As I have already indicated, it is that will of the community, or, in other words, the attitude of the general public toward the enforcement of law, with which I more particularly want to deal in this paper. Possibly because of the controversial nature of the question involved there has been a woeful dearth of outspoken, impartial utterance. Because of its bearing upon the fundamental question of preserving law and order in many of our communities, the time is ripe for a statement of the facts, scientifically and accurately ascertained, rather than prejudiced or interested individual or group opinion. The first step in that approach is to honestly recognize and appraise existing conditions.

The prevalent belief that there is a growing disrespect for law is, in a measure, but not entirely, well founded. Many, probably most, of the laws that exist for the protection of life and property are as respected today as they ever were. The trouble arises from the fact that certain laws have been enacted in recent years not at all aimed at eliminating things of moral turpitude, but rather for the purpose of regulating human conduct in certain matters regarding which there is in many parts of the country a dominant belief that the law-making authorities have no right to interfere. To obtain in all quarters respect for the innate quality of such laws is an impossible task.

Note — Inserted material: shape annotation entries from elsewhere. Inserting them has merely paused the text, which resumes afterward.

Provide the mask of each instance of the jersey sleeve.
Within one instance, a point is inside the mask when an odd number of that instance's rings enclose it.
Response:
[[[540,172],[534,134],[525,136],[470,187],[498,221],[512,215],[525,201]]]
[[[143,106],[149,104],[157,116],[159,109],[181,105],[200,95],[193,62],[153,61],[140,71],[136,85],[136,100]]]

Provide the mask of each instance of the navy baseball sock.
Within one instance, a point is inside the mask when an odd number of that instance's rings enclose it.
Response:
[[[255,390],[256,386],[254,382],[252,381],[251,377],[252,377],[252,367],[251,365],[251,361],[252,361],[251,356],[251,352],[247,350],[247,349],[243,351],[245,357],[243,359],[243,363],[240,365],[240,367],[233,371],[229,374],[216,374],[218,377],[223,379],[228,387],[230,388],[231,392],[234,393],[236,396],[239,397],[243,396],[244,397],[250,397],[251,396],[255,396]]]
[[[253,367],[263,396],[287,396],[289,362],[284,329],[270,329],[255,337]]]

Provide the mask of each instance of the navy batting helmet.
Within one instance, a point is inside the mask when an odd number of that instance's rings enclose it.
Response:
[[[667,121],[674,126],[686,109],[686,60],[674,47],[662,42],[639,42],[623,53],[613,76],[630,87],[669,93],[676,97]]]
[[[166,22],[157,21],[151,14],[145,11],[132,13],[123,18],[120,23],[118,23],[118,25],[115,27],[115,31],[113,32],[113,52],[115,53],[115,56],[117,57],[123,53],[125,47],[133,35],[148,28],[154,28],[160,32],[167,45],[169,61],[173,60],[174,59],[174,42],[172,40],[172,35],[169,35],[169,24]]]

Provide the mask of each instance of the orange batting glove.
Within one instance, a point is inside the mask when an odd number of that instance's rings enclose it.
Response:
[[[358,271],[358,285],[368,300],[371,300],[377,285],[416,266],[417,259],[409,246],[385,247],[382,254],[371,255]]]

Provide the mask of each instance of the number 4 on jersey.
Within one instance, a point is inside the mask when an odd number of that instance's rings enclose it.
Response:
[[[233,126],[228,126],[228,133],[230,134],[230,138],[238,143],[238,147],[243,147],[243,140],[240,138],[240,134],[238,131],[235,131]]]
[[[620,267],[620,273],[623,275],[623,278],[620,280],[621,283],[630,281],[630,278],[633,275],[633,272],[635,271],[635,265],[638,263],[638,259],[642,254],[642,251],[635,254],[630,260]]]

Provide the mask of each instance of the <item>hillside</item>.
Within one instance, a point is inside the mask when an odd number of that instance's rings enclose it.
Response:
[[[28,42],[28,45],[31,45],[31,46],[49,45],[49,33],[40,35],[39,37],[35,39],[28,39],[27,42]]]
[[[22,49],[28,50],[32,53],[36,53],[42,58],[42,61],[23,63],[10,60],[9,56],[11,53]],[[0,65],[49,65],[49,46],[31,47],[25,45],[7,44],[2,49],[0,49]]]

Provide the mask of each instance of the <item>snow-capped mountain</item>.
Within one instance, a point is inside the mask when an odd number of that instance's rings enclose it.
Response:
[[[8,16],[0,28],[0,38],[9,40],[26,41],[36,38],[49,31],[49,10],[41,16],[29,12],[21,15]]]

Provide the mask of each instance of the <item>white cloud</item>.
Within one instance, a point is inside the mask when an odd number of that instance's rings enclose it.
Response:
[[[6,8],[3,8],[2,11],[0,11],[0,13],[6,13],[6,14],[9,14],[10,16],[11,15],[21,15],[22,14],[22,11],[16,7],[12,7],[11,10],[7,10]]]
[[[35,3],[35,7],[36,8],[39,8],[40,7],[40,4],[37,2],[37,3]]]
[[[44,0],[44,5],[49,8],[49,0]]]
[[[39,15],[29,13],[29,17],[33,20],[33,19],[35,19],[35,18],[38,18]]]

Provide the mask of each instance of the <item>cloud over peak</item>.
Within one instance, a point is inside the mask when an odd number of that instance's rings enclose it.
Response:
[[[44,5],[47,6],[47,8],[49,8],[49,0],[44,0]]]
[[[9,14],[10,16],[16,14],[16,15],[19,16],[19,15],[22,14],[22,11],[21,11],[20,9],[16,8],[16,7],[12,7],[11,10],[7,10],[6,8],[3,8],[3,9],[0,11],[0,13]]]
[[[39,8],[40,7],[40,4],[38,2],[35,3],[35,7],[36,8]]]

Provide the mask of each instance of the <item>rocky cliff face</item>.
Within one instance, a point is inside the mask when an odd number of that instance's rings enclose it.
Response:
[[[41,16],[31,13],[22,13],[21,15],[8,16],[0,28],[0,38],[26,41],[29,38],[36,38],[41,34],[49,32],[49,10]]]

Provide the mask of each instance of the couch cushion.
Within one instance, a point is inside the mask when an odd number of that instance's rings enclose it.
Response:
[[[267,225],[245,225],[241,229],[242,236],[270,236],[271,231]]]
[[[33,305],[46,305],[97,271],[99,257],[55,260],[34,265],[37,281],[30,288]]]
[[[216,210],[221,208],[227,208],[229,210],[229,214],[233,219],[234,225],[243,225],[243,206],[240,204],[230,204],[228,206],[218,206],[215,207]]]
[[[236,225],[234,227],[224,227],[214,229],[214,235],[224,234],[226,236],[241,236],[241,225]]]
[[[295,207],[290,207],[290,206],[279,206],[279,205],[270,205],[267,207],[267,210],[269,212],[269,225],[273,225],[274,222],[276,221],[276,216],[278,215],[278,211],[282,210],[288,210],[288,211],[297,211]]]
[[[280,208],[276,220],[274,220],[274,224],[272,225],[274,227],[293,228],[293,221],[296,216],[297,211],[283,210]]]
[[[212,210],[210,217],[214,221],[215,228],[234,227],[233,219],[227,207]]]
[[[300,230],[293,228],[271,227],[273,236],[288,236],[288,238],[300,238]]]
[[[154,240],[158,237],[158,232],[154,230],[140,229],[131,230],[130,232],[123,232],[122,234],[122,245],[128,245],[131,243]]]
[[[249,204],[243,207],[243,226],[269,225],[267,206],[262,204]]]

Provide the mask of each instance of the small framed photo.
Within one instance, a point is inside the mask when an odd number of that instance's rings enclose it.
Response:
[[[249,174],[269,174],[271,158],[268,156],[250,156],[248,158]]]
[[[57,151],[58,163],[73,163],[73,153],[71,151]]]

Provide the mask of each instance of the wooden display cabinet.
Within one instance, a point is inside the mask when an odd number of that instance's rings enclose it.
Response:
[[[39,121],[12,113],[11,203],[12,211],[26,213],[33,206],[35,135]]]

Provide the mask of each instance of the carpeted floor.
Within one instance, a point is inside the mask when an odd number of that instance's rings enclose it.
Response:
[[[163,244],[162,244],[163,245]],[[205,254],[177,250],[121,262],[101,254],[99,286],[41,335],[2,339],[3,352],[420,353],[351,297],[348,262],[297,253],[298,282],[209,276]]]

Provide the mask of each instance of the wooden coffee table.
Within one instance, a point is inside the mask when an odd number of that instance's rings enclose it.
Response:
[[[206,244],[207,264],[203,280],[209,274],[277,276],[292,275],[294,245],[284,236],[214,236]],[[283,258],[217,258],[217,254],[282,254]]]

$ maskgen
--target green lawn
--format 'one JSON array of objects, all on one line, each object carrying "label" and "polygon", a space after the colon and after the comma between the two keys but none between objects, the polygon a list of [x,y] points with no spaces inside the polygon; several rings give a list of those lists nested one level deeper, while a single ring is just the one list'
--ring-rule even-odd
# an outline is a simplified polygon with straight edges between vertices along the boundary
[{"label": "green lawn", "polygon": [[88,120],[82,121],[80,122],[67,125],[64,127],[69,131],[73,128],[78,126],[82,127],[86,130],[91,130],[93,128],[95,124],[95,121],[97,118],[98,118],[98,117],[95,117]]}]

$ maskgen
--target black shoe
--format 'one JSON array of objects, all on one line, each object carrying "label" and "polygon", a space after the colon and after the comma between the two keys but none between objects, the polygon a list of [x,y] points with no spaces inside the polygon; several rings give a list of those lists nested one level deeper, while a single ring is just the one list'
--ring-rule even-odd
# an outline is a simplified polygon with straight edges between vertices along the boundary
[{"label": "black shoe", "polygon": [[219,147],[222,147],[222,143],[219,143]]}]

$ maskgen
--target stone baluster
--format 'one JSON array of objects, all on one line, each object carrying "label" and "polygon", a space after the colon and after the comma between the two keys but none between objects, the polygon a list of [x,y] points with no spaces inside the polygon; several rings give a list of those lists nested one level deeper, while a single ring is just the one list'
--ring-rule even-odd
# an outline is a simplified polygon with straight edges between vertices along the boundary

In the year 1920 Congress passed the Volstead Act which was intended to give vitality to the Eighteenth Amendment to the Federal Constitution which prohibited the sale and traffic in intoxicating liquor. The effect of the Eighteenth Amendment and the Volstead Act was to create new social inhibitions in several of the important industrial states. The consequences in those states of attempts to enforce this federal legislation, while startling to many, are but the natural results of the conditions in those states.